In another aspect of the invention, a system for predicting a disease model based on semen routine inspection data is provided, which comprises an acquisition module, a storage module, a matching module, a calculation module and a prediction model, wherein the acquisition module is used for acquiring semen biochemical inspection data, immunological inspection data and vital sign information of a person to be tested; the storage module is used for storing a disease knowledge base corresponding to the semen routine inspection data; the calculation module is used for matching the semen biochemical examination data, the immunological examination data and the vital sign information of the living body detection of the testee with the disease knowledge base, and normalizing the semen biochemical examination data and the immunological examination data to obtain a feature vector of the testee; the prediction model is used for predicting the illness probability of the testee according to the feature vector.

In some embodiments of the present invention, the calculating module performs semantic similarity calculation on the detected sign information of the living body according to the disease knowledge base, so as to obtain a first feature vector.

Further, the calculating module calculates semantic similarity between the disease knowledge base and sign information of living body detection through Euclidean distance to obtain a second feature vector; and obtaining the feature vector of the person to be tested according to the first feature vector and the second feature vector.

In some embodiments of the present invention, the prediction model includes a model constructed by the method for constructing a disease prediction model based on semen routine inspection data provided in the first aspect of the present invention.

Further, the predictive model includes a trained radial basis function neural network.

The beneficial effects of the invention are as follows:

1. according to the invention, based on the data set constructed by multiple data sources, the machine learning model is constructed by cleaning and normalizing the data set and then utilizing the Radial Basis Function (RBF), and the probability of the testee suffering from the diseases related to semen can be rapidly predicted through the machine learning model.
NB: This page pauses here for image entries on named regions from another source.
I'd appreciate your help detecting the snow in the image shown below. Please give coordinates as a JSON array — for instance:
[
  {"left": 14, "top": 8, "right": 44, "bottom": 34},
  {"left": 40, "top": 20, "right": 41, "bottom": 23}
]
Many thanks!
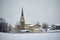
[{"left": 0, "top": 32, "right": 60, "bottom": 40}]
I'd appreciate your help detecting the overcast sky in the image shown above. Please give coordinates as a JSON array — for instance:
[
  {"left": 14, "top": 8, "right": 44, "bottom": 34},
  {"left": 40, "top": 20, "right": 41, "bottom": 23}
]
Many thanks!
[{"left": 0, "top": 0, "right": 60, "bottom": 25}]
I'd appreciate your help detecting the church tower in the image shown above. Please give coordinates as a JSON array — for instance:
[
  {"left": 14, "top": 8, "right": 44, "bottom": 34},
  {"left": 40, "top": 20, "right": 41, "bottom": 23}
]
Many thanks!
[{"left": 20, "top": 8, "right": 25, "bottom": 30}]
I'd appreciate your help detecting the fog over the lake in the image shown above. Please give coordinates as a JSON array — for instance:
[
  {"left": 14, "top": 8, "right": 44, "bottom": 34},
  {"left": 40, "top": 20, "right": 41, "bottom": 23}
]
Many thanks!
[{"left": 0, "top": 0, "right": 60, "bottom": 25}]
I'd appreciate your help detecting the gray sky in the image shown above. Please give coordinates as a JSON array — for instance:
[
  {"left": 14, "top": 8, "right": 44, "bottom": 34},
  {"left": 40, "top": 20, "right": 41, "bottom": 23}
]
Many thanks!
[{"left": 0, "top": 0, "right": 60, "bottom": 25}]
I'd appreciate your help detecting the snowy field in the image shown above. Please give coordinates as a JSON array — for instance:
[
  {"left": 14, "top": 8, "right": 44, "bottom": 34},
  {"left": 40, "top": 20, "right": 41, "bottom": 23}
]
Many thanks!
[{"left": 0, "top": 32, "right": 60, "bottom": 40}]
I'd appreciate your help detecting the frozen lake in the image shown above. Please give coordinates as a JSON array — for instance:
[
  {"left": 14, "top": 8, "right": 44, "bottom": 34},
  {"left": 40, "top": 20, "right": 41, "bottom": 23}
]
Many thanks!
[{"left": 0, "top": 33, "right": 60, "bottom": 40}]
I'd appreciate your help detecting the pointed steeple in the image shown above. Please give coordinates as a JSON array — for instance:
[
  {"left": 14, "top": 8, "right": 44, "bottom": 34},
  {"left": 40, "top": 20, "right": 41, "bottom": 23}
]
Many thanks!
[{"left": 21, "top": 8, "right": 24, "bottom": 16}]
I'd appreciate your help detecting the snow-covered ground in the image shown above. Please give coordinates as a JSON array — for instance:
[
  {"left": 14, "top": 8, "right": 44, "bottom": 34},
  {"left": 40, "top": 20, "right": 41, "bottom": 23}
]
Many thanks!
[{"left": 0, "top": 32, "right": 60, "bottom": 40}]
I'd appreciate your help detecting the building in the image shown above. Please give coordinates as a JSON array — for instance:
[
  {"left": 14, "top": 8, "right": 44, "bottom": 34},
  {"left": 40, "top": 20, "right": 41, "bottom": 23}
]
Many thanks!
[
  {"left": 20, "top": 8, "right": 25, "bottom": 30},
  {"left": 0, "top": 18, "right": 8, "bottom": 32}
]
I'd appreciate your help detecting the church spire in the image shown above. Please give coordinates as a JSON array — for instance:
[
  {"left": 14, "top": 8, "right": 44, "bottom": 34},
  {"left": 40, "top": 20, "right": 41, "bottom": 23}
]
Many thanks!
[{"left": 21, "top": 8, "right": 24, "bottom": 16}]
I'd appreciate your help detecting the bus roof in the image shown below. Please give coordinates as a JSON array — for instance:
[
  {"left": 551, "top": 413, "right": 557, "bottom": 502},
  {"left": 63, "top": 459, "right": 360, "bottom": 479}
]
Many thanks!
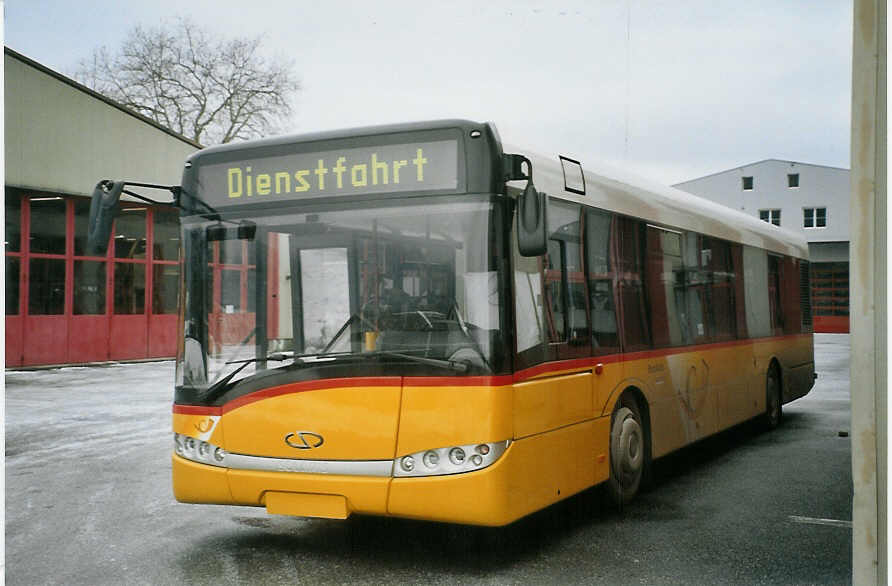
[
  {"left": 505, "top": 146, "right": 808, "bottom": 259},
  {"left": 181, "top": 119, "right": 808, "bottom": 259}
]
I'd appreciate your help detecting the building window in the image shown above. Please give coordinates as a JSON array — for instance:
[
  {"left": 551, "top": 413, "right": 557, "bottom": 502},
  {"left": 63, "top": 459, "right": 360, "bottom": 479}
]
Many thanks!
[
  {"left": 29, "top": 196, "right": 65, "bottom": 253},
  {"left": 759, "top": 205, "right": 780, "bottom": 226},
  {"left": 802, "top": 208, "right": 827, "bottom": 228},
  {"left": 811, "top": 262, "right": 849, "bottom": 317}
]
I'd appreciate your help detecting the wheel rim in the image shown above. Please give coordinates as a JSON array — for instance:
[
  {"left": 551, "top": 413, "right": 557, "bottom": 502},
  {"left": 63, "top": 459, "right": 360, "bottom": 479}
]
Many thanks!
[{"left": 611, "top": 412, "right": 644, "bottom": 488}]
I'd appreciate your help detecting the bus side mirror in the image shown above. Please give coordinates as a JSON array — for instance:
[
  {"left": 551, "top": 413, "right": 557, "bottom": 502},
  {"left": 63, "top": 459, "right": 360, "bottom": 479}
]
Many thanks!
[
  {"left": 86, "top": 179, "right": 124, "bottom": 256},
  {"left": 517, "top": 181, "right": 548, "bottom": 256}
]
The method can be used for basic level doctors to learn and reference, is convenient for early prediction and prevention of patients, and has certain popularization and application values.
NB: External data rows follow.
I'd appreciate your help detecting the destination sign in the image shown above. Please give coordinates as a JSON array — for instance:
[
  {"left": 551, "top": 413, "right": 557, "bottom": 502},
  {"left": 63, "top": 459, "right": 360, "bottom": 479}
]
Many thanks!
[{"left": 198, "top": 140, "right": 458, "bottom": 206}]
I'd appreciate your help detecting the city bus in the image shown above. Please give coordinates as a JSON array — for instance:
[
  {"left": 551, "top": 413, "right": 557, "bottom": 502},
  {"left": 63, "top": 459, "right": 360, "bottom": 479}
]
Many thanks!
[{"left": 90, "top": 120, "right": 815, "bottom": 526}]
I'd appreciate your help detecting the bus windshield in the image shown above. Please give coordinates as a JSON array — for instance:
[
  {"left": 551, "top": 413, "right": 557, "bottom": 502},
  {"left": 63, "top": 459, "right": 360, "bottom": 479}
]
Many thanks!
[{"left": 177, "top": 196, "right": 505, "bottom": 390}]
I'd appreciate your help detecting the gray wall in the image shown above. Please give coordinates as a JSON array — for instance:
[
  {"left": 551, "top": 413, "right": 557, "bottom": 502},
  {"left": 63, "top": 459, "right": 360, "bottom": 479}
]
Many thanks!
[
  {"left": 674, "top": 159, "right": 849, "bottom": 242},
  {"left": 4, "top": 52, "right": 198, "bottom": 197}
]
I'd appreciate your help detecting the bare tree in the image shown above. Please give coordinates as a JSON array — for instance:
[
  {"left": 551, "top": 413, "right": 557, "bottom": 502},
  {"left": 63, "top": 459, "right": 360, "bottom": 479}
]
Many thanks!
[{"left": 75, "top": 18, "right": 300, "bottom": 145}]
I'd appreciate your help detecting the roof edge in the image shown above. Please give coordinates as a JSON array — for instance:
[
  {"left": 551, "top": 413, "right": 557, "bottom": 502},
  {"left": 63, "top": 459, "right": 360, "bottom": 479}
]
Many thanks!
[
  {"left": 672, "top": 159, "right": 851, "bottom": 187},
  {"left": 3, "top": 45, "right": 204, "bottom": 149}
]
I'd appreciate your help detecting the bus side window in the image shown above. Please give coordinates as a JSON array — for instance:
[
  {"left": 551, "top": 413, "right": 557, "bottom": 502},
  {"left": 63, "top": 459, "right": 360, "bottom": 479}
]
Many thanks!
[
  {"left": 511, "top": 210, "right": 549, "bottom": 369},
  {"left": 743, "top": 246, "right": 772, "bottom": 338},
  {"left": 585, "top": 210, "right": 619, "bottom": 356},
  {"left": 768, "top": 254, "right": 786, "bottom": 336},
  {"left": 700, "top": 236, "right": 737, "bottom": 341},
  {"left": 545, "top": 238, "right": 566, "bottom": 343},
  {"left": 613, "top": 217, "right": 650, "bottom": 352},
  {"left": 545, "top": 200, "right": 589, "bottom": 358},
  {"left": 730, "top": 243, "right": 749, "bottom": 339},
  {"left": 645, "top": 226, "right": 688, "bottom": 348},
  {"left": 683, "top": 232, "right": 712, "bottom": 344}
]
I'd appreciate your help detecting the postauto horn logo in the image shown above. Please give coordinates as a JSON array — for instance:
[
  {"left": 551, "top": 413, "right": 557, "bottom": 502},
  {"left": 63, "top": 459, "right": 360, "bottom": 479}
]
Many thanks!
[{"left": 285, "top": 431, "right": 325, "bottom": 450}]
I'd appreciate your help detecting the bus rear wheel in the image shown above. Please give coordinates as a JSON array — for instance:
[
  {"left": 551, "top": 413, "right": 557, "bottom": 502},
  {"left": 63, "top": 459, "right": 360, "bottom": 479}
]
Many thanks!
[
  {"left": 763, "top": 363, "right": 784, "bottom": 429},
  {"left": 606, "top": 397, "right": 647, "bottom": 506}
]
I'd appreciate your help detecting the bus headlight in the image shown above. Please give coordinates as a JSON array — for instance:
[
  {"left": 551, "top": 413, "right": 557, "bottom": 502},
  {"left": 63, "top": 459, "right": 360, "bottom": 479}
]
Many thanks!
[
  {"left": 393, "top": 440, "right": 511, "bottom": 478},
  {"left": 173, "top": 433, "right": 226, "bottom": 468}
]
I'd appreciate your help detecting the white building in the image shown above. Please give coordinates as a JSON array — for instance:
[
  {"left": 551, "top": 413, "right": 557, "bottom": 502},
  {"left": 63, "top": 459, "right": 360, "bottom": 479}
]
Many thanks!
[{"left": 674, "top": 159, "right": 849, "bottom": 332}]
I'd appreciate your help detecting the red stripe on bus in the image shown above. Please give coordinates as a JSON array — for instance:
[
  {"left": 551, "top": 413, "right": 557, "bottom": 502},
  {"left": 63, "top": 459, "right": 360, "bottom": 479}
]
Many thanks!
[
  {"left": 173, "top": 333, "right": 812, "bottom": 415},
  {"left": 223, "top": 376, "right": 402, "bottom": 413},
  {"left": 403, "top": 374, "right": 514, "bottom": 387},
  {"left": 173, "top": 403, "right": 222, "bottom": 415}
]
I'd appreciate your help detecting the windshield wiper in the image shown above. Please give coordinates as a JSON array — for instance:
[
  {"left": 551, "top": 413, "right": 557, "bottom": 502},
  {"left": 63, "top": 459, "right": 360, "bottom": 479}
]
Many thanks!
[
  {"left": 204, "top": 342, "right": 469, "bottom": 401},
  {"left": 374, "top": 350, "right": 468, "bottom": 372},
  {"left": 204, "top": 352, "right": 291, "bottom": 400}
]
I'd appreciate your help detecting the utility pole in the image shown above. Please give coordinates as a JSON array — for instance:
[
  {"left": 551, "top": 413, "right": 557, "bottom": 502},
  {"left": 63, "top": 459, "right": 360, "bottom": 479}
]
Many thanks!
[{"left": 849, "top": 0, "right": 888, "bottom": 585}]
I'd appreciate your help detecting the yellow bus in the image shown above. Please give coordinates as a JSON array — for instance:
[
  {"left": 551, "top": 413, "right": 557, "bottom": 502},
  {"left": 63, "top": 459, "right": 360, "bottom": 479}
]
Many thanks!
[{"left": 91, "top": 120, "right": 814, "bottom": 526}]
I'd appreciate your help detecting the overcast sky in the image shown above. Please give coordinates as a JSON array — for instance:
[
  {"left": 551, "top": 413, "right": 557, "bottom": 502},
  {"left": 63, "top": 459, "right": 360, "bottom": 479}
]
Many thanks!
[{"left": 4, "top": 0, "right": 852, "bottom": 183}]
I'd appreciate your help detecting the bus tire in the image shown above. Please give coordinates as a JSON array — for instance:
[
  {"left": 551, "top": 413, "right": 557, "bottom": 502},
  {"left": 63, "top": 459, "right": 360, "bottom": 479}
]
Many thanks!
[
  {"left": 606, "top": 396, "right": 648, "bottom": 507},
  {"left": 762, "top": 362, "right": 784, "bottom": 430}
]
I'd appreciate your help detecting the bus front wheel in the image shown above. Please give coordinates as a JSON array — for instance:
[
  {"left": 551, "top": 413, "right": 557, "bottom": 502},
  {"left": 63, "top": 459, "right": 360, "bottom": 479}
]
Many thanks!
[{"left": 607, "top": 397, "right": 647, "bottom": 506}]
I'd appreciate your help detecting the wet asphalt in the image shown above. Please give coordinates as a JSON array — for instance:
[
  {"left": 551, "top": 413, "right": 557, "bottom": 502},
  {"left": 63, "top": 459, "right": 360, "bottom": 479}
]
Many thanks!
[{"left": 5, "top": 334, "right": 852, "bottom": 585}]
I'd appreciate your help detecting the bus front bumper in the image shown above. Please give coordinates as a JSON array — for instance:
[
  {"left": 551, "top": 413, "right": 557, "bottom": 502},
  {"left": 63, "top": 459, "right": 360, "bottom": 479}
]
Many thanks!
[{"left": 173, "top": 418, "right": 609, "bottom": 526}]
2. The invention adopts different screening and cleaning methods aiming at different attributes of various semen inspection data, improves the effectiveness and accuracy of the data, reduces the training error and training time of the model, and thus has better robustness.

Drawings

FIG. 1 is a basic flow chart of a method of constructing a disease prediction model based on semen routine inspection data in some embodiments of the invention;

fig. 2 is a schematic structural diagram of a system for predicting a model of a disease based on semen routine inspection data in some embodiments of the invention.

Detailed Description

The principles and features of the present invention are described below with reference to the drawings, the examples are illustrated for the purpose of illustrating the invention and are not to be construed as limiting the scope of the invention.

The invention provides a method for constructing a disease prediction model based on semen routine inspection data, which comprises the following steps: s101, acquiring semen biochemical examination data and immunological examination data of sample groups, and forming a first sample set by physical sign information of living body detection; s102, carrying out data cleaning and standardization on the first sample set according to a disease knowledge base corresponding to semen routine inspection data to form a second sample set; s103, dividing the second sample set into a training set and a verification set, and then taking the training set as the input of a radial basis function neural network; s104, training the radial basis function neural network until the deviation between the output value and the true value is lower than a threshold value, and obtaining a disease prediction model.

Specifically, the biochemical parameters of each item index of semen routine examination are described below. For example, under microscopic examination, 1) White Blood Cells (WBCs) > 5/HPF, seen in genital tract inflammation (seminal vesiculitis, prostatitis), tuberculosis, tumors, etc.; 2) Red Blood Cells (RBCs) > 5/HPF, commonly found in seminal vesicle tuberculosis, prostate cancer, and the like. For another example, 1, pH: if the pH is less than 7.0, the composition is used for treating chronic infectious diseases, seminal vesicle hypofunction, congenital seminal vesicle deficiency, vas deferens obstruction and the like; 2. if the pH is more than 8.0, the patients with acute infectious diseases are mostly seen in accessory gonads or epididymis; 3. semen motility rate. If the sperm motility is less than 35%, the sperm motility is often the cause of male infertility, and is mainly found in varicocele, non-specific infection of the reproductive system, hypophysis dysfunction and the like.

The characteristic information of each type of characteristics in the semen routine inspection comprises the color, the character, the smell, the quantity and the like of the semen. For example, 1, semen color anomaly: in the case of yellow or brown purulent semen, it is common to seminal vesiculitis or prostatitis; if the semen is bloody semen with bright red, dark red or pink, the semen is mostly seen in seminal vesiculitis, prostatic tuberculosis and seminal vesiculum tumors are rare; 2. semen volume abnormality: excessive semen volume: it is often seen in oligospermia and seminal vesiculitis, and also in those with overgrowth of forbidden time; semen volume reduction: is used for treating oligospermia, testicular hypofunction, endocrine disturbance, seminal vesiculitis, prostatitis, genital system infection, etc.; semen-free fluid: is commonly seen in azoospermia; 3. abnormal semen liquefaction is usually found in the cases of prostate infection or lesions, such as the lesions of seminal vesicle glands and bulbar glands.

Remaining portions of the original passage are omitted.